SPECJALNE - Rubryka
Na Spytki Cię Biorąc #4
26 września 2005Jaki jest twoim zdaniem najlepszy riff w historii? (Pomińmy dywagacje odnośnie definicji samego terminu i pozostańmy przy "zwięzłym temacie muzycznym, będącym podstawą danego fragmentu muzycznego" – niezależnie na czym zagranym.)
Borys Dejnarowicz:
Jako "wszechriff" (analogia do konstruktu "wszechczłowieka"), "Sister Ray" zawiera w sobie cechy wszystkich riffów świata skumulowane w jednym.
Paweł Greczyn:
1. Modest Mouse, "A Different City" (najlepszy riff od kiedy wiem co to "riff").
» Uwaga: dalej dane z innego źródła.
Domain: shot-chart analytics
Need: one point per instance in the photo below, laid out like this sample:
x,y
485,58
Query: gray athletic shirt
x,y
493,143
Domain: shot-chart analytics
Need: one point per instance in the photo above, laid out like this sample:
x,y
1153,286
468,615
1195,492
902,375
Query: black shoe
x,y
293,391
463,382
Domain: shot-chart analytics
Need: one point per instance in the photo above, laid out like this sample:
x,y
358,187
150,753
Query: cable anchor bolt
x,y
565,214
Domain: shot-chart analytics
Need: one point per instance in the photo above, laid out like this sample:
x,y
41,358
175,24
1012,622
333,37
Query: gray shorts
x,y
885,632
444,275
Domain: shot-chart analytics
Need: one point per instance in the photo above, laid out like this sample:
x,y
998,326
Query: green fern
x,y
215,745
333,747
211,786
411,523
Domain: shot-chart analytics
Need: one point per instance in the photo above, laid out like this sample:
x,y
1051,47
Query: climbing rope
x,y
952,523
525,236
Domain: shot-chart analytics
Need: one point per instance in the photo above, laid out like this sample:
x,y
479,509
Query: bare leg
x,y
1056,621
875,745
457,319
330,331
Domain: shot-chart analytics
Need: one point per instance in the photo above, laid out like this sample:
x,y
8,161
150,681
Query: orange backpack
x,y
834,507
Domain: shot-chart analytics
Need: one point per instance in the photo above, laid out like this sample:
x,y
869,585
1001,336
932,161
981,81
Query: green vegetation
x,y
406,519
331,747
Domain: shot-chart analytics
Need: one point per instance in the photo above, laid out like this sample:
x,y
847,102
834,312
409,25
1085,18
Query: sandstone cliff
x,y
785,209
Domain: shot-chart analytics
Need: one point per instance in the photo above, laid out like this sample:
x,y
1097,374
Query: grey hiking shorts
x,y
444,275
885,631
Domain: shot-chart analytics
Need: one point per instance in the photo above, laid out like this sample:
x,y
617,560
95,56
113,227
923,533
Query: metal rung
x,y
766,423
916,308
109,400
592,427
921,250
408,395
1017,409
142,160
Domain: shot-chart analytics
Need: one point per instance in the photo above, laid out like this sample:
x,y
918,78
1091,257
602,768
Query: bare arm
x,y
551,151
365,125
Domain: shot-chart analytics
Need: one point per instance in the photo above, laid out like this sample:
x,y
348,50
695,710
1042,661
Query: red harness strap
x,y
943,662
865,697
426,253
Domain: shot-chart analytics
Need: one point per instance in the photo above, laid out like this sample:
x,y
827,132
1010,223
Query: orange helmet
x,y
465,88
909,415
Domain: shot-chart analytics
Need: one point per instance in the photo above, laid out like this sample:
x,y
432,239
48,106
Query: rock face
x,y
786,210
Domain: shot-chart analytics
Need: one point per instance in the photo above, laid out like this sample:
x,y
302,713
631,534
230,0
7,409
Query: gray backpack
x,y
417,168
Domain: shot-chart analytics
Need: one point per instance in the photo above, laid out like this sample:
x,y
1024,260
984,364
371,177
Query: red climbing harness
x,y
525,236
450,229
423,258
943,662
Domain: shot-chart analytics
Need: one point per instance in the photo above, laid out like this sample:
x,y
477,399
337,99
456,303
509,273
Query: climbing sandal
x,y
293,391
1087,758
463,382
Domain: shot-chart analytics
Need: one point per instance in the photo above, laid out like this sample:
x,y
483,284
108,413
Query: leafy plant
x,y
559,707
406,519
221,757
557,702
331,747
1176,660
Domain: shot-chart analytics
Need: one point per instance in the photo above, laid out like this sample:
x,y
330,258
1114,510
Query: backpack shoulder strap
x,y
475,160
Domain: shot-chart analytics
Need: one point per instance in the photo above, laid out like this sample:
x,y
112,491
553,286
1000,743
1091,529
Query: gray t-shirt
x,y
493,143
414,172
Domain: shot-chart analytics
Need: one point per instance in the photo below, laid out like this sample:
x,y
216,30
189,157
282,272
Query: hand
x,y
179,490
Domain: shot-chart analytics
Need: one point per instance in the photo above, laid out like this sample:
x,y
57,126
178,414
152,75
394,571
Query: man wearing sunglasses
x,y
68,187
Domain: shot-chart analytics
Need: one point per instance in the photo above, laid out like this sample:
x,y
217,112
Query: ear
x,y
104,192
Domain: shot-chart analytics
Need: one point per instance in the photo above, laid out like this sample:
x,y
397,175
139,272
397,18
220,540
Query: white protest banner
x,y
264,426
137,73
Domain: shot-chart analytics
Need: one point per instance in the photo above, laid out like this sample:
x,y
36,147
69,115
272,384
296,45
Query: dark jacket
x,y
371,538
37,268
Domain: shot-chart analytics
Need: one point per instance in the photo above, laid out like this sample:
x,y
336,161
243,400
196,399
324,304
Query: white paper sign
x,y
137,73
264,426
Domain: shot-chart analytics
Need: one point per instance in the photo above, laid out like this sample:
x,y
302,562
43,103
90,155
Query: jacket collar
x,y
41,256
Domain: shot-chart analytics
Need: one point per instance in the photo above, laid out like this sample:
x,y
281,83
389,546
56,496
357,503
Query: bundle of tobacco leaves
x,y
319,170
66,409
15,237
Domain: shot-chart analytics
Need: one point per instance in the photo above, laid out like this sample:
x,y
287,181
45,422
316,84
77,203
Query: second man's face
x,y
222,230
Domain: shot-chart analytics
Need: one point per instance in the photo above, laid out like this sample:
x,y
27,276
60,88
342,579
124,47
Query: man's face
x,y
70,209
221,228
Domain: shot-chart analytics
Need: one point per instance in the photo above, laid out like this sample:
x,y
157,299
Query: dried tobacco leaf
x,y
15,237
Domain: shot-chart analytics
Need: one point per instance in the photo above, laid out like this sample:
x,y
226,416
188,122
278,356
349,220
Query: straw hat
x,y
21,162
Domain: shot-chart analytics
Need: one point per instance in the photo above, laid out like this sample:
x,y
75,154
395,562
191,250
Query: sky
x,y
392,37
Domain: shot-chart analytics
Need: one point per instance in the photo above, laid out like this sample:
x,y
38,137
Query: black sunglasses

2. Saturday Looks Good To Me, "Alcohol" (w formie żartu).
Łukasz Halicki:
Ok, niech będzie ''Teenage Riot'' Sonic Youth, ale nie dam sobie za to ręki uciąć. Równie dobrze mógłbym wybrać coś Beatlesów czy Nirvany.
Mateusz Jędras:
Więc miałbym wycelować palcem wskazującym w jakiś element zbioru integralnych fragmentów dokonań Wilsona, Shieldsa, Magical Mystery Tour? Tylko jak, przestałem pisać po dragach tęgie pentacykle temu przecież (od kiedy logika wyjechała na konferencję, gwoli usprawiedliwienia). Ciężkich prób jednak efekty zamieszczam, co by chlebodawcom zawodu nie sprawić.
a) Jest taki utwór umieszczony między innymi na soundtracku do jakiejś produkcji prezentującej Austina Powersa, dwa tracki powyżej kompozycji Green Day bodajże. I tam absolut się kryje, ale nie jest to bzyczący syntezator jak można sądzić po mojej minie. Może pianino, tam kiedy jest podbijane najtęższym motywem perkusyjnym jaki znam? Może. Bas? Yeah (niczym "tia"). Drozd mocarz jednak.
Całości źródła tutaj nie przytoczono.